Уже три листовки, где упоминалось его имя, Умара послал на фронт своим братьям и в Казань — невесте. От них он требовал «прислать газету, где про вас тоже хорошо написали».
Никто не удивлялся тому, что Сморчков, вернувшись из очередного изнурительного рейса до конца трассы участка, кидался в диспетчерскую и прежде всего спрашивал: «Сколько труб у Махова и Солнцева?»
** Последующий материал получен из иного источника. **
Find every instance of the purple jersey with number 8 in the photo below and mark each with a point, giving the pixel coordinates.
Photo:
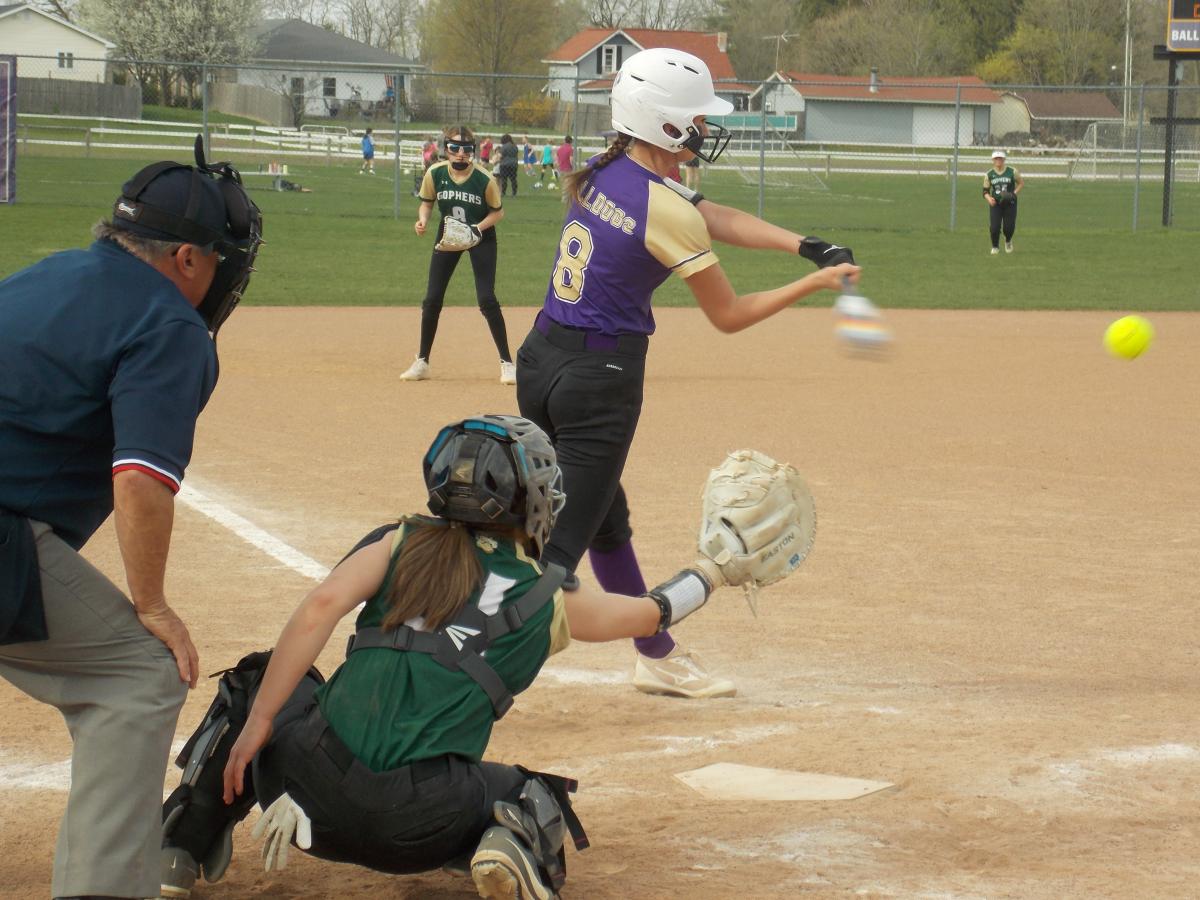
(629, 231)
У Пущина были стройкоры — сотни глаз, коллективная неподкупная совесть. С ними он ничего не упускал из виду, не обходил хорошего и не прощал плохого. Когда бригада лесорубов Семенова «зарядила туфту», попытавшись сдать десятнику заготовленные восемьдесят кубометров леса за сто десять, через листовку об этом узнали повсюду. «Позор! — говорилось в ней. — В такой час Семенов решил обмануть коллектив и государство...» Когда же в готовой уже четвертой секции трубопровода Карпов обнаружил пробку из плотно забитой ватной куртки, листовка подняла тревогу: «Товарищи! Среди нас есть враги. Они пытались подготовить аварию нефтепровода в самом ответственном месте. Будьте бдительны на каждом шагу и каждую минуту, товарищи!»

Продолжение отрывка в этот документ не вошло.